At minimum, it is worth considering that we might be able to find better ways of addressing new manager risk. Since the term “impact investment” dates to 2007, we are all, in a sense, new managers, making this a risk we want and need to manage effectively. Do we want to lock our best investment talent into small stand-alone funds? Wouldn’t business models that leverage existing talent/experience while grooming next generation talent make more effective use of capital?
As long as we’re putting the #impinv business model back on the table, let’s also put more thought into how we can use fees structures, compensation policies, career paths and risk-sharing mechanisms to align interests more effectively across key stakeholders. When it comes to ESI, your financial capital won’t grow much if you don’t have the right human capital in place, informed and motivated.

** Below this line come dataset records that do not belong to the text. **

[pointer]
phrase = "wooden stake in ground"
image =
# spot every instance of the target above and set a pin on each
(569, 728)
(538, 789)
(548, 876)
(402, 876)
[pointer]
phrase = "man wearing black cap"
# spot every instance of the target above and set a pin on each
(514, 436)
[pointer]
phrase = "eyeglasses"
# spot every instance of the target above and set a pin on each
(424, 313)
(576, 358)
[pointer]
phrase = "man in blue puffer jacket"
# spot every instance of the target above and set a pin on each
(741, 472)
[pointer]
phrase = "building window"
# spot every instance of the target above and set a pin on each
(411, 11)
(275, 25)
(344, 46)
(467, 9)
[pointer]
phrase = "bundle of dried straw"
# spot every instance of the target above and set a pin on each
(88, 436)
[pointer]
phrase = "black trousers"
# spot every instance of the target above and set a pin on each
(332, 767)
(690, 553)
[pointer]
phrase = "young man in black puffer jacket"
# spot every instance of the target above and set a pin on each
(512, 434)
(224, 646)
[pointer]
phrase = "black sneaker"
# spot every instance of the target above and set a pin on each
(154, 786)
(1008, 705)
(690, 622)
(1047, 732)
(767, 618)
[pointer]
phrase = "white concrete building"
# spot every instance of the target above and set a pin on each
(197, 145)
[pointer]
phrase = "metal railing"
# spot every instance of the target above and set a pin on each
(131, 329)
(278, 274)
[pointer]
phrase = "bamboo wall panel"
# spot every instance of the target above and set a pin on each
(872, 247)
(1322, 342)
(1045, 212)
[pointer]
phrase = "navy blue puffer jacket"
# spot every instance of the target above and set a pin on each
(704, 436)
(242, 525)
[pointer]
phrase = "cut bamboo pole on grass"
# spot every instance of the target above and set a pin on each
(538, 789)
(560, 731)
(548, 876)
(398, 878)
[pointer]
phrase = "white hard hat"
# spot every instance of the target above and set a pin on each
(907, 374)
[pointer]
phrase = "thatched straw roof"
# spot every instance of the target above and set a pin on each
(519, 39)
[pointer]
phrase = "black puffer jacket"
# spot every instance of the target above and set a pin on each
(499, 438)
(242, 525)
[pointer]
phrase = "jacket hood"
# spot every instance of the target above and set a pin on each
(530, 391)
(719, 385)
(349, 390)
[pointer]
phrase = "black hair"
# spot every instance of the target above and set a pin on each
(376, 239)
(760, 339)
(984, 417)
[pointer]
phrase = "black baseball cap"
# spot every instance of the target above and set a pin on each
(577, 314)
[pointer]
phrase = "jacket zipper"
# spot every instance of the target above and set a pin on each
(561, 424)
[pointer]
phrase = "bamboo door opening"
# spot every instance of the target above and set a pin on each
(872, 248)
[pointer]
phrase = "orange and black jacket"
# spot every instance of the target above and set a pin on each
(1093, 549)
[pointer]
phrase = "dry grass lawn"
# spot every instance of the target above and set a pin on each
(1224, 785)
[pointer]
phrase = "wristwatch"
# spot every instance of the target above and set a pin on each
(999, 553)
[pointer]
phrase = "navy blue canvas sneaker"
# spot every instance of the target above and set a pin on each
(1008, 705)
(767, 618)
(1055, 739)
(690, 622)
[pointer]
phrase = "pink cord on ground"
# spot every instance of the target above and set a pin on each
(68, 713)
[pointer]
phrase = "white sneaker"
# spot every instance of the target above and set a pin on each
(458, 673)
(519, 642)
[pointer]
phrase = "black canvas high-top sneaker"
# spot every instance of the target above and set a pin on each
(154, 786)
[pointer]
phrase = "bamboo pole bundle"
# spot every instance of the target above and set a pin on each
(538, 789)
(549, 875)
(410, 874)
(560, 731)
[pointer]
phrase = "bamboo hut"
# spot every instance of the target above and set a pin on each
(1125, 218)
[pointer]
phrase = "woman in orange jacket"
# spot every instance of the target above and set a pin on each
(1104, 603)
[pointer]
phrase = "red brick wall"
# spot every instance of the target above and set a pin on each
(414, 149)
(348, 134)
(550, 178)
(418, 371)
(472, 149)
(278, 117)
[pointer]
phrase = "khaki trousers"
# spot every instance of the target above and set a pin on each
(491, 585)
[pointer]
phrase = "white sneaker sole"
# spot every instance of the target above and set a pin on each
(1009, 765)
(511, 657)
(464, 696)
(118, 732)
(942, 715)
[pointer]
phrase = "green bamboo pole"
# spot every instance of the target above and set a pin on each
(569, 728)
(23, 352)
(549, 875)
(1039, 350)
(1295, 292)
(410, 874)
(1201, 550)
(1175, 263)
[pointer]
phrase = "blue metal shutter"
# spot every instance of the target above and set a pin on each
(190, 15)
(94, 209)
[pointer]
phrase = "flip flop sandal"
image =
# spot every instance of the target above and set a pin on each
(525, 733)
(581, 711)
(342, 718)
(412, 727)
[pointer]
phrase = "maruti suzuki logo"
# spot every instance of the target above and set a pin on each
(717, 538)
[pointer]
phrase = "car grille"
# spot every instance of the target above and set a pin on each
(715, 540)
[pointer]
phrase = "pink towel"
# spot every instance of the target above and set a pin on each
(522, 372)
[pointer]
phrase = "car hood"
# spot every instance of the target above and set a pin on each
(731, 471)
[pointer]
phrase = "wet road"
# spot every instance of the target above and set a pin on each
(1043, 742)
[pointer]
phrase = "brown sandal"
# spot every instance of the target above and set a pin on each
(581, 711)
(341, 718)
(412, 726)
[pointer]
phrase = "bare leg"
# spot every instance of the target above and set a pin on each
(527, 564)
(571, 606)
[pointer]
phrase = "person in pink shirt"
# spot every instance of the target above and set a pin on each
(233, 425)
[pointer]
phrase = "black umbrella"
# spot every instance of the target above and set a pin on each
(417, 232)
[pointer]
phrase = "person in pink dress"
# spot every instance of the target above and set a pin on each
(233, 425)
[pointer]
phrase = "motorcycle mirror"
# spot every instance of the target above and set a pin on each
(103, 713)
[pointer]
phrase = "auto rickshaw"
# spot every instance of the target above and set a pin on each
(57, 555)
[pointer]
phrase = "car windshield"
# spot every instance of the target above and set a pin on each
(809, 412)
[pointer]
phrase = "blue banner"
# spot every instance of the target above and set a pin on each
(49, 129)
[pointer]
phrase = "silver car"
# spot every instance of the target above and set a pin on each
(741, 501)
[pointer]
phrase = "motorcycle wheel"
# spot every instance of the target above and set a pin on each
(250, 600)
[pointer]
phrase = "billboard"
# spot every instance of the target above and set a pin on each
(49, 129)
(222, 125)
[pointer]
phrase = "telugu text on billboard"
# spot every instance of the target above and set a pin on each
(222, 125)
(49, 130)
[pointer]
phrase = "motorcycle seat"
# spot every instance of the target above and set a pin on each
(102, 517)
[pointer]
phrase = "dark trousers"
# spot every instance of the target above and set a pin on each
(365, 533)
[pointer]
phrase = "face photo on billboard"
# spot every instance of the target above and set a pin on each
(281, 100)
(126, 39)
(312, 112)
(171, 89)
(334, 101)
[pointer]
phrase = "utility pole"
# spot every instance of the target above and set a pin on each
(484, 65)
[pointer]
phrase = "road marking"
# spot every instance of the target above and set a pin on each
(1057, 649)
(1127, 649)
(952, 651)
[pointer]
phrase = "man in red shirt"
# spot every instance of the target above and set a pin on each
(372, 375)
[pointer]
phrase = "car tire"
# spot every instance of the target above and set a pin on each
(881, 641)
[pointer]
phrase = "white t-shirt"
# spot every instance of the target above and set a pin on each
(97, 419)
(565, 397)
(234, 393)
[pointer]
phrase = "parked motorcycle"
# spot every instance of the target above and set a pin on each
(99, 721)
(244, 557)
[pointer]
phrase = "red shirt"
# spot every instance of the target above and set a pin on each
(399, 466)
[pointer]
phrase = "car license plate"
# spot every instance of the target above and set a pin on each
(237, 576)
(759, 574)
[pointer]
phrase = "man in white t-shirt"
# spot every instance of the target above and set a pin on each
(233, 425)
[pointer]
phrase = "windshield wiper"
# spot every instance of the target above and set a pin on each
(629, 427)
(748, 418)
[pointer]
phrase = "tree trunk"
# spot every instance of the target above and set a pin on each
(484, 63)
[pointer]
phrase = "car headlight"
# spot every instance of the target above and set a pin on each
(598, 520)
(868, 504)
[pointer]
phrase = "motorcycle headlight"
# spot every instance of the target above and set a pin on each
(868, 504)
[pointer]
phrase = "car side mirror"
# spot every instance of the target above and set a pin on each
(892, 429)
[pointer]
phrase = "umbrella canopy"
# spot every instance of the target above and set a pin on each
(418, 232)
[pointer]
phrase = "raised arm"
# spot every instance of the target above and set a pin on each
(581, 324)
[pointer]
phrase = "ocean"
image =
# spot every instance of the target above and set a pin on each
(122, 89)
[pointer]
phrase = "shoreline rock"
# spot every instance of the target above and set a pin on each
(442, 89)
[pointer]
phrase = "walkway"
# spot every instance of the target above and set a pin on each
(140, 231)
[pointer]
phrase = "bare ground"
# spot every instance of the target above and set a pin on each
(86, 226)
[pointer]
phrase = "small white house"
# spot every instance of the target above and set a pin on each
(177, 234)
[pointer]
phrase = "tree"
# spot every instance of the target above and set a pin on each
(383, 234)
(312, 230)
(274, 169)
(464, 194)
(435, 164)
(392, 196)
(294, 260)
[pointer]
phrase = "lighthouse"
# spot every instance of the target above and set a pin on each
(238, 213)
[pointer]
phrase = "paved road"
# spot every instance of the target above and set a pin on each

In the 17 years since the first commercial microfinance fund, ProFund, was launched, conventional wisdom has brought us half a dozen microfinance asset managers who AUM would just begin to qualify them as an emerging manager (AUM > US$1 billion) for a major investment banking house. #Impinv doesn’t have that kind of time, so let’s skip the “conventional wisdom” and start talking about what kinds of business models and structures can offer the most responsible and cost-effective impact investment products and performance right out of the gate.